Needless to say that this caused us to subsequently turn off the 'check for updates' feature and redesign it to allow the shops to 'delay' the update until later in the day. :-)
EDIT: And if anyone from ADOBE is reading - for god's sake why does the damn acrobat reader insist on trying to download updates and crap when I just want to fire-it-up to read a document? Isn't it slow enough at starting, and bloated enough, as it is, without wasting a further 20-30 seconds of my life looking for updates every time I want to read a PDF?
DONT THEY USE THEIR OWN SOFTWARE??!!! :-)
On the server you could just have a simple file "latestversion.txt" which contains the version number (and maybe download URL) of the latest version. The client then just needs to read this file using a simple HTTP request (yes, to port 80) to retrieve http://your.web.site/latestversion.txt, which you can then parse to get the version number. This way you don't need any fancy server code --- you just need to add a simple file to your existing website.
if you keep your files in the update directory on example.com, this PHP script should download them for you given the request previously mentioned. (your update would be yourprogram.1.2.4.exe
$version = $_GET['version'];
$filename = "yourprogram" . $version . ".exe";
$filesize = filesize($filename);
header("Pragma: public");
header("Expires: 0");
header("Cache-Control: post-check=0, pre-check=0");
header("Content-type: application-download");
header('Content-Length: ' . $filesize);
header('Content-Disposition: attachment; filename="' . basename($filename).'"');
header("Content-Transfer-Encoding: binary");
This makes your web browser think it's downloading an application.
The simplest way to make this happen is to fire an HTTP request using a library like libcurl and make it download an ini or xml file which contains the online version and where a new version would be available online.
After parsing the xml file you can determine if a new version is needed and download the new version with libcurl and install it.
Just put an (XML) file on your server with the version number of the latest version, and a URL to the download the new version from. Your application can then request the XML file, look if the version differs from its own, and take action accordingly.
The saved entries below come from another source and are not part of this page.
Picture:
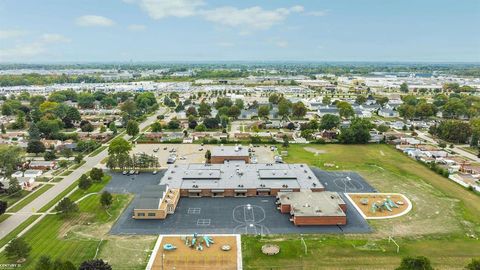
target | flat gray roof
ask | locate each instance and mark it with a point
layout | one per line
(229, 151)
(308, 203)
(243, 176)
(151, 197)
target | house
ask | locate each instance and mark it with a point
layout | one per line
(42, 165)
(388, 113)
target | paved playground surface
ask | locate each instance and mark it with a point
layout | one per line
(251, 215)
(184, 257)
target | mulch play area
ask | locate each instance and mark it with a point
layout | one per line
(222, 253)
(380, 205)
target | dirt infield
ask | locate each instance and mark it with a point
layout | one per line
(402, 202)
(187, 258)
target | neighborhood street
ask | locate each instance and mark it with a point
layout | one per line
(23, 214)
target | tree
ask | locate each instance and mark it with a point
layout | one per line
(357, 133)
(49, 155)
(106, 199)
(234, 112)
(473, 265)
(263, 111)
(404, 87)
(113, 127)
(223, 102)
(208, 156)
(345, 109)
(415, 263)
(96, 174)
(132, 128)
(211, 123)
(361, 99)
(3, 207)
(96, 264)
(285, 141)
(382, 100)
(284, 108)
(299, 110)
(33, 132)
(191, 111)
(13, 187)
(274, 98)
(119, 146)
(326, 100)
(329, 121)
(35, 147)
(86, 126)
(66, 207)
(10, 158)
(84, 182)
(453, 131)
(18, 248)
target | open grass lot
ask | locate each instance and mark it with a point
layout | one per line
(17, 230)
(77, 238)
(86, 233)
(30, 198)
(13, 198)
(443, 218)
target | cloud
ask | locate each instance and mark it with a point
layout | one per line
(281, 44)
(54, 38)
(136, 27)
(225, 44)
(159, 9)
(29, 50)
(318, 13)
(94, 20)
(253, 18)
(246, 19)
(4, 34)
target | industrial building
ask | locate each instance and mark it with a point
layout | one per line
(313, 208)
(224, 154)
(299, 192)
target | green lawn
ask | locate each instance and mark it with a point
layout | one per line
(17, 230)
(59, 197)
(13, 198)
(98, 150)
(76, 238)
(30, 198)
(3, 217)
(443, 217)
(66, 173)
(96, 187)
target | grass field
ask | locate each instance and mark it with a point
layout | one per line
(76, 238)
(86, 233)
(443, 218)
(17, 230)
(30, 198)
(13, 198)
(98, 150)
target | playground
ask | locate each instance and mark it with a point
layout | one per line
(196, 252)
(380, 205)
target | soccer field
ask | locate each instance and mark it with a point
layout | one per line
(443, 218)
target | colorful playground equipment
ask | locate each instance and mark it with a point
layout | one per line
(386, 204)
(197, 242)
(169, 247)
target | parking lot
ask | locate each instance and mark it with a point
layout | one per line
(252, 215)
(194, 153)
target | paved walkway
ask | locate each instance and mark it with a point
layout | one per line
(30, 209)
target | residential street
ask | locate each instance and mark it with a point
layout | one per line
(23, 214)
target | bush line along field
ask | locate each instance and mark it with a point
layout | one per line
(440, 225)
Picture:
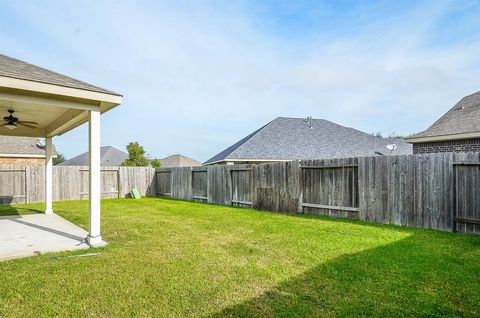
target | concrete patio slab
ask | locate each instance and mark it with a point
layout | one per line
(34, 234)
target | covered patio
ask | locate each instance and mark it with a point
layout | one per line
(36, 102)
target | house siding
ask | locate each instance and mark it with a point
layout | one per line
(22, 161)
(462, 145)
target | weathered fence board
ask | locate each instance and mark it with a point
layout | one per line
(199, 184)
(330, 187)
(412, 190)
(26, 184)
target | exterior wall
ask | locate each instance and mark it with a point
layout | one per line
(461, 145)
(22, 161)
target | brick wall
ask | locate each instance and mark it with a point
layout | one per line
(22, 161)
(465, 145)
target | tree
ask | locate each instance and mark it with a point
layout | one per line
(156, 163)
(59, 159)
(136, 156)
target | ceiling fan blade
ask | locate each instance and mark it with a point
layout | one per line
(25, 125)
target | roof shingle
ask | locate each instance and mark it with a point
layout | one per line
(462, 118)
(10, 67)
(294, 138)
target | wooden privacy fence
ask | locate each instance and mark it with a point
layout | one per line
(437, 191)
(27, 184)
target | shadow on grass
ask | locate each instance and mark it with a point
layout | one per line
(410, 277)
(6, 210)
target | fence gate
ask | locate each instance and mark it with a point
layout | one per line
(466, 214)
(199, 184)
(109, 183)
(13, 186)
(242, 186)
(164, 183)
(330, 189)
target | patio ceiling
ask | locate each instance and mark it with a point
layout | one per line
(56, 102)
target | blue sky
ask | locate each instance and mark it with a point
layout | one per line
(199, 75)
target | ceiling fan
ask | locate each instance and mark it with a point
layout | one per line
(13, 122)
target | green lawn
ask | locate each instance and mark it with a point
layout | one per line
(173, 258)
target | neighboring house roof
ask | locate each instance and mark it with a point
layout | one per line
(21, 147)
(178, 161)
(10, 67)
(297, 138)
(462, 121)
(109, 156)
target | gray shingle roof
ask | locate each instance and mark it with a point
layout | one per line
(109, 156)
(21, 146)
(178, 161)
(294, 138)
(462, 118)
(14, 68)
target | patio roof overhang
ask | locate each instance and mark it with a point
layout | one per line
(56, 109)
(57, 104)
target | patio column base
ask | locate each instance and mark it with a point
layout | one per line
(95, 241)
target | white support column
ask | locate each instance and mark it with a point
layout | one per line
(48, 175)
(94, 236)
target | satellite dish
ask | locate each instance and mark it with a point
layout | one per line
(392, 147)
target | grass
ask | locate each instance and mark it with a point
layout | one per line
(173, 258)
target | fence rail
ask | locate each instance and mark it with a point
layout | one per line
(437, 191)
(26, 184)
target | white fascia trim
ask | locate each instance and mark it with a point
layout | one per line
(444, 137)
(40, 87)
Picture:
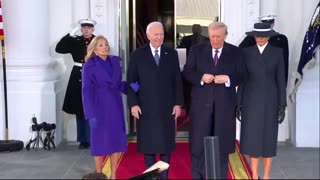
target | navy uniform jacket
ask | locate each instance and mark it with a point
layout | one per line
(280, 41)
(77, 47)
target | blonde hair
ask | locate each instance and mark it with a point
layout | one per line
(216, 25)
(92, 46)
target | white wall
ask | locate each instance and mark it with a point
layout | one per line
(293, 21)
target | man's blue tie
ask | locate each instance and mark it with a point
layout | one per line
(215, 58)
(156, 56)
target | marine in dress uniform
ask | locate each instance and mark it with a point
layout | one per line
(77, 47)
(279, 40)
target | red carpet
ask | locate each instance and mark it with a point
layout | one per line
(132, 164)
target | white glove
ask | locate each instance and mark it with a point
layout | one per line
(74, 30)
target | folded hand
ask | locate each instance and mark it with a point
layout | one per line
(281, 114)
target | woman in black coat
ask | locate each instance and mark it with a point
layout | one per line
(262, 99)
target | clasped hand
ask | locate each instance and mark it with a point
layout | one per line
(281, 114)
(218, 79)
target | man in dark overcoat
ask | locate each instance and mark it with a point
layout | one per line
(77, 47)
(156, 103)
(278, 40)
(214, 69)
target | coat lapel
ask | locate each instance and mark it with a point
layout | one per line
(102, 73)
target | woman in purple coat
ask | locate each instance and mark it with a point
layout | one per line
(102, 103)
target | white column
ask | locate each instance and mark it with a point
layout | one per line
(240, 17)
(106, 13)
(80, 10)
(307, 97)
(33, 85)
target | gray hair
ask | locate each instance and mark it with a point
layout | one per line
(152, 24)
(216, 25)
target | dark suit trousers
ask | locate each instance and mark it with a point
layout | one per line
(198, 161)
(150, 159)
(198, 170)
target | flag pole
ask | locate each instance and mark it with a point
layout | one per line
(5, 87)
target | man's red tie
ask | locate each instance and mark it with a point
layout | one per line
(215, 58)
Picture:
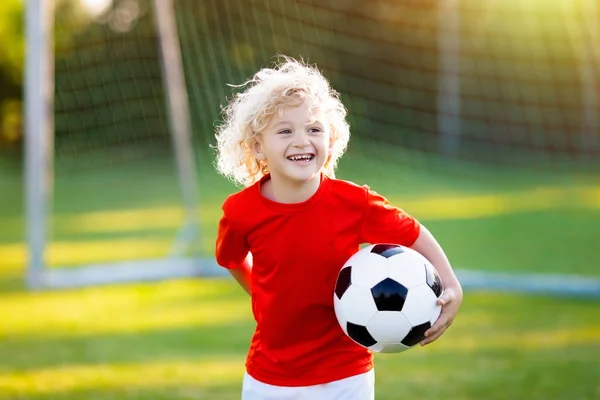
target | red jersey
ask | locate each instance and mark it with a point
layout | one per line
(297, 251)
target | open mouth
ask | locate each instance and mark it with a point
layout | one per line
(302, 158)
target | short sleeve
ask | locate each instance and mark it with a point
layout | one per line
(384, 223)
(231, 248)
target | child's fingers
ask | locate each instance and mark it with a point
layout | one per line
(446, 297)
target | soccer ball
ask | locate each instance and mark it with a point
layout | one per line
(386, 297)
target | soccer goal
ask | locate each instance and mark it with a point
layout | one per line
(113, 108)
(122, 97)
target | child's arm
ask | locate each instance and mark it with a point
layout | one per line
(242, 274)
(451, 299)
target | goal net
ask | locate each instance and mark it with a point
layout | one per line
(137, 94)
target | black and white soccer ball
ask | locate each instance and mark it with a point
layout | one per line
(386, 297)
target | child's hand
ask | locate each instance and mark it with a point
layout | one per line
(450, 301)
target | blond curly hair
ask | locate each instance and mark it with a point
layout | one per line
(266, 94)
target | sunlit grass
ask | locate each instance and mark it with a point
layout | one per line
(126, 377)
(118, 309)
(188, 339)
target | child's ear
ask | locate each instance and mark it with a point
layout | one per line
(257, 150)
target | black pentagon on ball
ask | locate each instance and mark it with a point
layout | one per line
(360, 334)
(387, 250)
(416, 334)
(389, 295)
(343, 282)
(433, 280)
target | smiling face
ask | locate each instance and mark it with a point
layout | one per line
(295, 145)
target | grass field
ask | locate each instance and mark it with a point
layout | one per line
(187, 339)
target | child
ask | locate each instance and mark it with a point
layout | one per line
(286, 235)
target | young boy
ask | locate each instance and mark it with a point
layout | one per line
(286, 235)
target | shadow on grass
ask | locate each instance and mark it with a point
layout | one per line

I think that simple XML file on the server would be sufficient for version checking only purposes.
You would need then only an ftp account on your server and build system that is able to send a file via ftp after it has built a new version. That build system could even put installation files/zip on your website directly!
If you want to keep it really basic, simply upload a version.txt to a webserver, that contains an integer version number. Download that check against the latest version.txt you downloaded and then just download the msi or setup package and run it.
More advanced versions would be to use rss, xml or similar. It would be best to use a third-party library to parse the rss and you could include information that is displayed to your user about changes if you wish to do so.
Basically you just need simple download functionality.
Both these solutions will only require you to access port 80 outgoing from the client side. This should normally not require any changes to firewalls or networking (on the client side) and you simply need to have a internet facing web server (web hosting, colocation or your own server - all would work here).
There are a couple of commercial auto-update solutions available. I'll leave the recommendations for those to others answerers, because I only have experience on the .net side with Click-Once and Updater Application Block (the latter is not continued any more).